#' Generate formatted results file
#' Generate formatted results file from result objects returned by limma,
#' DESeq2, and edgeR pipelines
#' @param y Expression data frame the model was run on. Default is NULL. See
#' Details for further description.
#' @param data.type Type of data being analyzed ("rnaseq", "microarray", "flow",
#' "metab"). Default is data.type="rnaseq".
#' @param method string denoting modeling method used ("limma","deseq2","edgeR")
#' @param object results object generated from \code{\link[limma]{eBayes}}
#' (limma), \code{\link[DESeq2]{results}} (DESeq2),
#' \code{\link[edgeR]{glmLRT}} or \code{\link[edgeR]{glmQLFTest}} (edgeR).
#' Objects generated from \code{results}, \code{glmLRT}, or \code{glmlQLFTest}
#' must be wrapped in a list. See Details for further description.
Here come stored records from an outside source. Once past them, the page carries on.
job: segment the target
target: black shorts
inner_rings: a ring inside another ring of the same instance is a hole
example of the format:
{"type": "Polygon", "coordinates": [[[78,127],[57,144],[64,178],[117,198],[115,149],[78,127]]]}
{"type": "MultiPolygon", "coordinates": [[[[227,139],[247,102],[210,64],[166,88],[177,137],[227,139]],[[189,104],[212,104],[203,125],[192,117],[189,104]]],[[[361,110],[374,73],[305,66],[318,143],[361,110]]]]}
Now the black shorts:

#' @param lm.Fit linear model fit object generated from
#' \code{\link[limma]{lmFit}} (limma). This parameter can can be left as NULL
#' when \code{method} equals "deseq2" or "edgeR".
#' @param comp.names Optional vector of comparison (contrast) names. Default
#' is NULL.
#' @param var.symbols Optional vector of additional annotations for the
#' variables. Otherwise, the rownames of the expression data are used. Default
#' is NULL.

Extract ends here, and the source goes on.